## Embedding - Chroma

Dieses Notebook wird verwendet, um die ChromaEmbedding Pipeline zu erstellen und zu testen.

In [8]:
import pandas as pd
import numpy as np
import os
from langchain_openai import AzureOpenAIEmbeddings
from langchain.vectorstores import Chroma
from utilities import TextCleaner
from credentials import AZURE_OPENAI_API_KEY, AZURE_OPENAI_ENDPOINT
from tqdm import tqdm

### Daten einlesen

In [2]:
path = '/Users/husazwerg/code/gitlab.fhnw.ch/gruppen_arbeit/npr_fs25/MC1/data_mc1/cleantech_media_dataset_v3_2024-10-28.csv'
df_train = pd.read_csv(path)

df_train.head()

Unnamed: 0.1,Unnamed: 0,title,date,author,content,domain,url
0,93320,"XPeng Delivered ~100,000 Vehicles In 2021",2022-01-02,,['Chinese automotive startup XPeng has shown o...,cleantechnica,https://cleantechnica.com/2022/01/02/xpeng-del...
1,93321,Green Hydrogen: Drop In Bucket Or Big Splash?,2022-01-02,,['Sinopec has laid plans to build the largest ...,cleantechnica,https://cleantechnica.com/2022/01/02/its-a-gre...
2,98159,World’ s largest floating PV plant goes online...,2022-01-03,,['Huaneng Power International has switched on ...,pv-magazine,https://www.pv-magazine.com/2022/01/03/worlds-...
3,98158,Iran wants to deploy 10 GW of renewables over ...,2022-01-03,,"['According to the Iranian authorities, there ...",pv-magazine,https://www.pv-magazine.com/2022/01/03/iran-wa...
4,31128,Eastern Interconnection Power Grid Said ‘ Bein...,2022-01-03,,['Sign in to get the best natural gas news and...,naturalgasintel,https://www.naturalgasintel.com/eastern-interc...


### Text Preprocessing

In [3]:
# Text preprocessing
cleaner = TextCleaner()
df_cleaned = cleaner.clean_text_column(df_train, column='content')

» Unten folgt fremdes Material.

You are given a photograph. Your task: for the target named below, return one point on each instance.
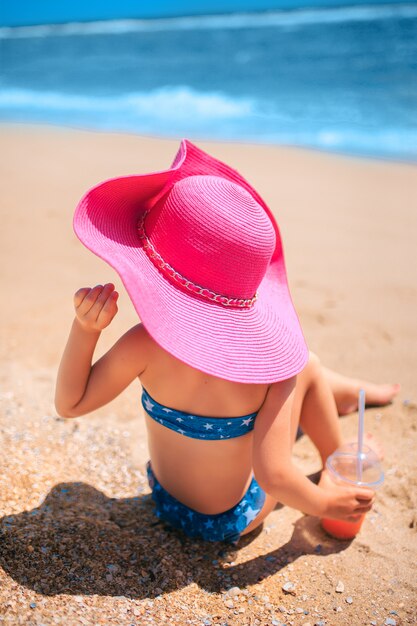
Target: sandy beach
(79, 543)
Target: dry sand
(78, 540)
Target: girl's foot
(346, 392)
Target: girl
(226, 374)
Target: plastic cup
(348, 467)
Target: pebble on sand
(288, 587)
(340, 587)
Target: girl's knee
(313, 366)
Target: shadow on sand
(78, 541)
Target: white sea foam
(284, 19)
(166, 103)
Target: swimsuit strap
(197, 426)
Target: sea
(341, 79)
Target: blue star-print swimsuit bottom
(225, 526)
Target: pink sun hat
(201, 258)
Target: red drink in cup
(349, 467)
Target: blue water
(338, 79)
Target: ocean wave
(166, 103)
(285, 19)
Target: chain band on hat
(170, 272)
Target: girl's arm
(82, 387)
(275, 472)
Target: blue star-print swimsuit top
(198, 426)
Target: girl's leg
(346, 391)
(314, 409)
(320, 396)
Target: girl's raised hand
(95, 308)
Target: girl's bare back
(208, 476)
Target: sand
(79, 543)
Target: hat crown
(214, 233)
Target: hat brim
(261, 344)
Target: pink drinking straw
(360, 434)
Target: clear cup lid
(362, 470)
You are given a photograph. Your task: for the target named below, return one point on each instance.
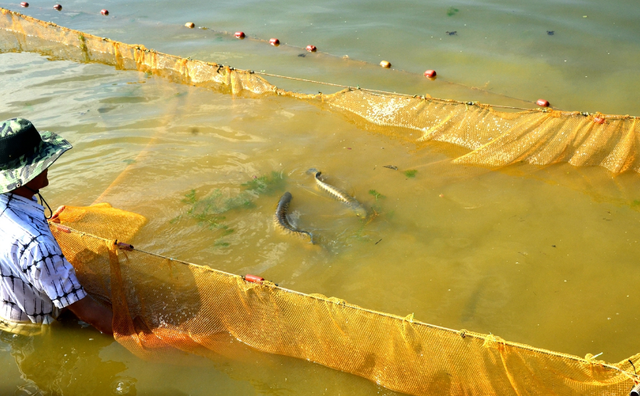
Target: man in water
(36, 280)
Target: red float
(542, 103)
(430, 73)
(253, 278)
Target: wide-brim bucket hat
(25, 152)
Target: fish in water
(280, 218)
(339, 194)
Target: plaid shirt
(36, 280)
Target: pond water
(542, 256)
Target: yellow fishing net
(162, 306)
(494, 137)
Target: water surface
(543, 256)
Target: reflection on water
(544, 256)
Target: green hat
(25, 153)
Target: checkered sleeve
(50, 273)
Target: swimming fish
(281, 221)
(339, 194)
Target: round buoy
(542, 103)
(430, 73)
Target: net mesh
(495, 137)
(164, 306)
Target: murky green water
(544, 256)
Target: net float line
(494, 138)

Wichtig ist auch zu wissen, wie viele Tokens wir haben, da vortrainierte Modelle eine maximale Anzahl an Tokens haben. Azure OpenAI hat eine maximale Anzahl von etwa 8200 Tokens.

In [None]:
# Wörter zählen
df_cleaned["word_count"] = df_cleaned["content"].astype(str).apply(lambda x: len(x.split()))

# Tokenanzahl schätzen (auf Basis von Wörtern)
df_cleaned["estimated_tokens"] = df_cleaned["word_count"] * 1.3

# Vorschau
print(df_cleaned[["content", "word_count", "estimated_tokens"]].head())
total_tokens = df_cleaned["estimated_tokens"].sum()
print(f"Gesamtanzahl geschätzter Tokens: {int(total_tokens):,}")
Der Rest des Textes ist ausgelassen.